Harris’ marijuana positions could offer another opportunity for her to contrast herself to Biden, the front-runner in a crowded Democratic field vying to face Republican President Donald Trump in the November 2020 election.
A criminal justice plan Biden released on Tuesday would decriminalize marijuana, expunge past convictions and legalize it for medical purposes, but stopped short of legalizing recreational usage, which he has said should be left up to the states.
Eleven states and the District of Columbia have legalized recreational marijuana use.
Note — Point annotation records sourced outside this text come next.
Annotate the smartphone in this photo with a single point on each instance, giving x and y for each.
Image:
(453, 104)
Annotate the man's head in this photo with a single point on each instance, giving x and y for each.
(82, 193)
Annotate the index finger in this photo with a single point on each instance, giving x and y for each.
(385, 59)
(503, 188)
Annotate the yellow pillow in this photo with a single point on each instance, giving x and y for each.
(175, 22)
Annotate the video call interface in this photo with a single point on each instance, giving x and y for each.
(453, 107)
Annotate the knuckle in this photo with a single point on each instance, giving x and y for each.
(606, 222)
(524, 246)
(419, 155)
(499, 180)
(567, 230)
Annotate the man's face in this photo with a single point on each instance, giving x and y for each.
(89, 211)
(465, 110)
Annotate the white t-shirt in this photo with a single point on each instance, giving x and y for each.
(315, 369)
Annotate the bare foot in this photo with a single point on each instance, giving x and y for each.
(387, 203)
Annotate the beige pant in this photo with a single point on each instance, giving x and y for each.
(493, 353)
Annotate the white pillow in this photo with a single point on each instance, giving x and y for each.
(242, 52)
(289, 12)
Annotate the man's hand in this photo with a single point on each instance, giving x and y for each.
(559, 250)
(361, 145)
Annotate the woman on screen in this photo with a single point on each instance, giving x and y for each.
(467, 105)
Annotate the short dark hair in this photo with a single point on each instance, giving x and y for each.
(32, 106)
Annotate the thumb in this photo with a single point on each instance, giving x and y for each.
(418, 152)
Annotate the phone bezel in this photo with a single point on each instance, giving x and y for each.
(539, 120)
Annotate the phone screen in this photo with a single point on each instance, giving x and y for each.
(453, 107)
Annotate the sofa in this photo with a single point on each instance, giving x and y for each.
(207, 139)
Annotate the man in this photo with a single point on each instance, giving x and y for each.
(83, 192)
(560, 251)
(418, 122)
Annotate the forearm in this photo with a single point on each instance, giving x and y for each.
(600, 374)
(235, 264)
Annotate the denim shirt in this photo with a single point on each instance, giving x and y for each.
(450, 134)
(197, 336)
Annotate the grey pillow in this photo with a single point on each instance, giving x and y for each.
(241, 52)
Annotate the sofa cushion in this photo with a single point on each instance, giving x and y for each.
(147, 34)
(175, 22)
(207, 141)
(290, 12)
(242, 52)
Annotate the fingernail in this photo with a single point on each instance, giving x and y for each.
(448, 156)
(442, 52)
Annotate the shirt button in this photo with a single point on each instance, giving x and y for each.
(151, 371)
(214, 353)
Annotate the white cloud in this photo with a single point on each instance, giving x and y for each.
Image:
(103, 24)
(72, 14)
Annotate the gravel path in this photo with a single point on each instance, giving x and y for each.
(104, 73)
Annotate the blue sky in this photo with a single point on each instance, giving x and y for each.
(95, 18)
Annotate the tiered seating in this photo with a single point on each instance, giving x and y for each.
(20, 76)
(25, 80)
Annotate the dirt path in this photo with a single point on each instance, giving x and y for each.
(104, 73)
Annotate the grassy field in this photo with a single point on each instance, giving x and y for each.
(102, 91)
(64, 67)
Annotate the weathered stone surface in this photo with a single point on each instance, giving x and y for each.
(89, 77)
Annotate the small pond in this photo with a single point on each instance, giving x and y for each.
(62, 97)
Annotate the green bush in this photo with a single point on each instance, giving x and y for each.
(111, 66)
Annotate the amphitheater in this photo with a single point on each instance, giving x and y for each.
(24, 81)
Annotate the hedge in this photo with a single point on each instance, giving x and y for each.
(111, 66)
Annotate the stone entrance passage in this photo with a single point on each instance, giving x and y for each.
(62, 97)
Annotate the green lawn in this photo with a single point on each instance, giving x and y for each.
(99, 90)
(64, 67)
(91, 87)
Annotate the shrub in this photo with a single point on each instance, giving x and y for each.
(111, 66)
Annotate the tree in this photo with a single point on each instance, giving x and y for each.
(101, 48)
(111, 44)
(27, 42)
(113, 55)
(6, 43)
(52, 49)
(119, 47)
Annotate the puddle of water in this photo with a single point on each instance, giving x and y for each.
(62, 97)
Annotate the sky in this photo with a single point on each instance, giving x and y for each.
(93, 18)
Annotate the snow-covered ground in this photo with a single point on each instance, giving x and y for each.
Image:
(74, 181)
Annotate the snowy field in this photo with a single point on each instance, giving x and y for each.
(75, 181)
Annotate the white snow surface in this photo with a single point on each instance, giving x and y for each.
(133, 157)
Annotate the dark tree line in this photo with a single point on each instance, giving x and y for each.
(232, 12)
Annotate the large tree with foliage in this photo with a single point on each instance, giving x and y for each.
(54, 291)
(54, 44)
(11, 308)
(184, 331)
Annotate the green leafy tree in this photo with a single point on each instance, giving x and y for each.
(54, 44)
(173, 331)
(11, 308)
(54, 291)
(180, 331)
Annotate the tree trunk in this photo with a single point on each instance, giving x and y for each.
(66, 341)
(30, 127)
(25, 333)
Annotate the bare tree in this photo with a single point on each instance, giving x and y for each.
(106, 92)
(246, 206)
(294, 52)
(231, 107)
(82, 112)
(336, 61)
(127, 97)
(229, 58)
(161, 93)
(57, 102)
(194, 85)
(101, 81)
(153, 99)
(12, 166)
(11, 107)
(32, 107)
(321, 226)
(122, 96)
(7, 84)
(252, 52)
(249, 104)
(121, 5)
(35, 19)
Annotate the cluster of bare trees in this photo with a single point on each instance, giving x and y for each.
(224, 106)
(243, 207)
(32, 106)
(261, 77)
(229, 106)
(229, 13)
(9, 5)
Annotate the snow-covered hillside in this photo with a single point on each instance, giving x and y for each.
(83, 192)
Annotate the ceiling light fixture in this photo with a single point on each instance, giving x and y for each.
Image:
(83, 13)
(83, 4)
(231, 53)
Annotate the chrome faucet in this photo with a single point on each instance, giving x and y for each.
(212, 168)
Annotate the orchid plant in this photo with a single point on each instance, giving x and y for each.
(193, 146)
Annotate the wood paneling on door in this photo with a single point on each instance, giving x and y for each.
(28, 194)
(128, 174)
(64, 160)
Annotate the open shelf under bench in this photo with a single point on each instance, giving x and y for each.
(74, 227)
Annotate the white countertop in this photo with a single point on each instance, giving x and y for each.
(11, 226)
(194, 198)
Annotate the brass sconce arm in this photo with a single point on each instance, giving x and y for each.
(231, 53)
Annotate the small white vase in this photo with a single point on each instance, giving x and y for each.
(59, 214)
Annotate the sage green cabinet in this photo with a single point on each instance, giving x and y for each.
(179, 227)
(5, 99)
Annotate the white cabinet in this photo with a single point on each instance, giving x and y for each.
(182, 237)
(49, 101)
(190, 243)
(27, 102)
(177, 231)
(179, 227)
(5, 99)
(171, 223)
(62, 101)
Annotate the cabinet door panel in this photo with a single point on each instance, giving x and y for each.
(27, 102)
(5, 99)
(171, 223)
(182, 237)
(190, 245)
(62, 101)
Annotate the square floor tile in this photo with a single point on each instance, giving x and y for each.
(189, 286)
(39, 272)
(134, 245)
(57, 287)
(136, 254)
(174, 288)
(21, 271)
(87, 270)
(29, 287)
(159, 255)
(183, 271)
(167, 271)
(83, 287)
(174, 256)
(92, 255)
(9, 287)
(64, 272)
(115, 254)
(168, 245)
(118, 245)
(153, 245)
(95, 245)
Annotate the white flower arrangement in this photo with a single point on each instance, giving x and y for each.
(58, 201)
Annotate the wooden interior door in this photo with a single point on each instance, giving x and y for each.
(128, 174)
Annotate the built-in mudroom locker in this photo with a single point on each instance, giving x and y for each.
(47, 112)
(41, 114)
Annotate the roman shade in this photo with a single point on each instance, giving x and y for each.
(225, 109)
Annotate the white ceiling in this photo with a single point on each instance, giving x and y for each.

In addition to decriminalizing marijuana by removing it from the list of controlled substances and enabling states to set their own policies, the Harris-Nadler “Marijuana Opportunity Reinvestment and Expungement Act” would prohibit the denial of federal public benefits, including housing, due to marijuana use and mandate it would have no impact under immigration laws.
Additionally, the bill would authorize a 5% federal sales tax on marijuana products that are manufactured in or imported into the United States, which would fund three grant programs. Two would aid those most adversely affected by the war on drugs by providing job-training services within and outside the marijuana industry. The third would provide financial assistance to small businesses in the marijuana industry owned and operated by economically disadvantaged individuals.